Les récits des participants des centres Alpha-SourdLes récits des participants des centres Alpha-Sourd

Auteurs des récits

Claude Drouin
Daniel Fournier
Esther Paradis et
Claude Larivière
Fanny Dion
France
Jacqueline Forget
Jeanne d'Arc Paradis
et Jacques Daigneault
Micheline St-Onge
Pauline Gauthier
Serge
Yvon
et autres
 
Centre Alpha-Sourd
www.alphasourd.org
 

La tempête de verglas en 1998

Tout était désolation, les arbres pliaient sous le poids de la glace.  Quelques uns ont dû être coupés. Au début, nous mangions ce que nous avions dans le frigo, mais plus le temps passait, cela devenait problématique.  Nous n'avions aucune information...pas de journaux ni TV.  Nous avons su par nos filles que nous pouvions aller souper à la polyvalente de Beloeil....on s'arrangeait pour le déjeuner et diner, mais on allait souper à la polyvalente.  Nous avions un foyer au sous-sol et assez de bois de chauffage.  La ville de Beloeil donnait un certain nombre de buches chaque jour, mais ce bois était vert et brûlait difficilement.  Nous mettions une buche bien sèche avec une buche verte et c'est comme cela nous avons pu avoir du chauffage pendant 17 jours sans problème. 
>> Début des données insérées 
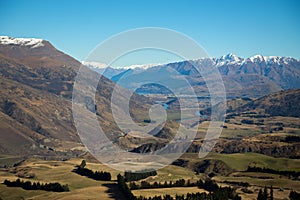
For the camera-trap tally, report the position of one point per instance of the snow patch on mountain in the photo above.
(31, 42)
(94, 64)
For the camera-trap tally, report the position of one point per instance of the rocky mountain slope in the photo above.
(36, 83)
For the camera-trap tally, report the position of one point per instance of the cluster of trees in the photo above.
(124, 188)
(294, 195)
(272, 171)
(147, 185)
(135, 176)
(27, 185)
(215, 192)
(191, 196)
(264, 195)
(97, 175)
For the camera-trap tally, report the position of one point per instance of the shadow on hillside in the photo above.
(114, 192)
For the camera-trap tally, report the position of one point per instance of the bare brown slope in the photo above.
(36, 86)
(283, 103)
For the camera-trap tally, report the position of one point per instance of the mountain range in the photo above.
(251, 77)
(36, 84)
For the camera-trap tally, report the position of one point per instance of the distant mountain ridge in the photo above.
(36, 85)
(250, 77)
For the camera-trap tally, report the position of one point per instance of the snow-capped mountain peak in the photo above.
(257, 58)
(31, 42)
(229, 58)
(94, 64)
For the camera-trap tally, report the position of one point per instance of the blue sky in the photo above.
(243, 27)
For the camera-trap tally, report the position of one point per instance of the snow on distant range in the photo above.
(99, 65)
(142, 66)
(32, 42)
(233, 59)
(94, 64)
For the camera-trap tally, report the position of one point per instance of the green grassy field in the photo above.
(84, 188)
(240, 161)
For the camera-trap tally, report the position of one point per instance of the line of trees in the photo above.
(294, 195)
(97, 175)
(27, 185)
(272, 171)
(264, 195)
(135, 176)
(215, 192)
(148, 185)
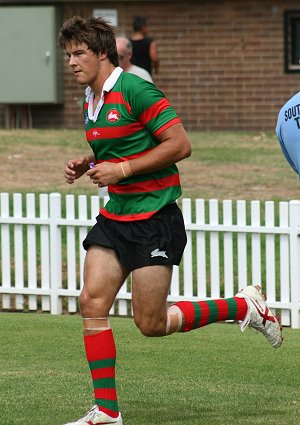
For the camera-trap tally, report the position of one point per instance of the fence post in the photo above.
(295, 262)
(55, 253)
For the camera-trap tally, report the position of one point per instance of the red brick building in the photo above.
(224, 64)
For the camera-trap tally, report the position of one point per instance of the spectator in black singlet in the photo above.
(144, 49)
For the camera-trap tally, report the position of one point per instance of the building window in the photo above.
(292, 41)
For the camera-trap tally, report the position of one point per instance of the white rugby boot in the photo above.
(259, 316)
(97, 417)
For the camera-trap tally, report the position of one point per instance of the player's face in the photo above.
(84, 63)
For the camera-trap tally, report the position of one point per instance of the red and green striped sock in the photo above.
(202, 313)
(101, 355)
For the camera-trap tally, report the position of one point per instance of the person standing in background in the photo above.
(144, 48)
(124, 49)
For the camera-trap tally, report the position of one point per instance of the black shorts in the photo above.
(159, 240)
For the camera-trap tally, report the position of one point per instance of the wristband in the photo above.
(123, 170)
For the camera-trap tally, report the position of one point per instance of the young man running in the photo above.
(137, 139)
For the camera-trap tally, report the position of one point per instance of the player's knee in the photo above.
(92, 307)
(151, 326)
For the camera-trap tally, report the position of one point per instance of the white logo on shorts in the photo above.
(157, 253)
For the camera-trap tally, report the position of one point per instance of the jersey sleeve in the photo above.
(153, 110)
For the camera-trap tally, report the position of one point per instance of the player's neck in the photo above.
(103, 75)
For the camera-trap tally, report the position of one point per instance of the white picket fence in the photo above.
(230, 244)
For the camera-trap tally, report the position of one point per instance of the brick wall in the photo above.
(222, 62)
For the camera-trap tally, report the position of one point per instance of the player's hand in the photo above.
(75, 168)
(103, 174)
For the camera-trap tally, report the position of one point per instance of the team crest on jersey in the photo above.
(113, 115)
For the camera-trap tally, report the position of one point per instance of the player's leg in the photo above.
(149, 293)
(150, 288)
(103, 277)
(248, 306)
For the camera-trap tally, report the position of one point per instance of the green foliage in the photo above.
(215, 375)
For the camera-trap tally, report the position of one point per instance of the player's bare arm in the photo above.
(174, 146)
(75, 168)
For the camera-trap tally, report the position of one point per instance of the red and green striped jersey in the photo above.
(134, 113)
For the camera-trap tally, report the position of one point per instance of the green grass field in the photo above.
(212, 376)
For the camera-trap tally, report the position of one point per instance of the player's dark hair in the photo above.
(139, 22)
(96, 33)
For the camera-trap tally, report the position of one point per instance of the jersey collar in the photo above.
(107, 86)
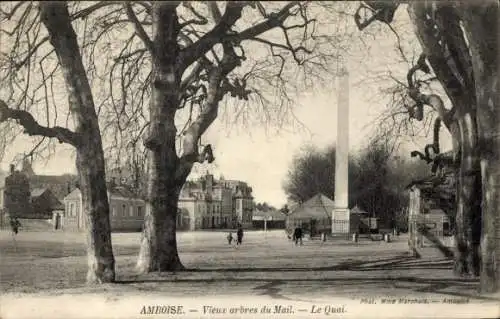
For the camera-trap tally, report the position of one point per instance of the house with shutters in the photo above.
(126, 209)
(209, 203)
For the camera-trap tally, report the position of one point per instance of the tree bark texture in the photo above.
(449, 57)
(481, 22)
(158, 251)
(87, 141)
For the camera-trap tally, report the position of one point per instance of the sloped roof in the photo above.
(357, 210)
(119, 191)
(318, 206)
(58, 184)
(37, 192)
(272, 213)
(54, 202)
Mon amie Ginette qui habitait Sainte-Julie m'a offert d'aller faire le lavage chez elle et de prendre des douches.  Que c'était bienvenue!  On voit nos vrais amis en telles circonstances. 

J'avais à préparer les admissions au Centre Alpha et quand je suis revenue à Beloeil tard en soirée, c'était le brouillard complet.  J'ai paniqué et j'étais en  plein milieu de la rue à crier:  «je ne vois rien»  Un bon samaritain qui avait un 4X4 avec feux jaunes m'a demandé de le suivre côte à côte et c'est là que j'ai pu me rendre à Beloeil.  J'ai raté la sortie 109 de Beloeil car on n'y voyait rien, je me suis dis:  Je vais prendre la sortie 112 et c'est fort heureux car il y avait des dizaines d'automobiles empilées dans la sortie 109.  Je crois que j'avais un ange gardien.  J'en ai été fortement ébranlée et ai décidé de venir habiter Ville d'Anjou et de ne plus avoir de ponts à traverser chaque jour.

La tempête de verglas est arrivée une fois et c'est suffisant.  Nous ne désirons plus jamais voir cela ni la vivre.  Je crois que c'est comme la guerre, tout le monde en est marqué.
Jeanne d'Arc Paradis et Jacques Daigneault maintenant résidents d'Anjou et fort heureux.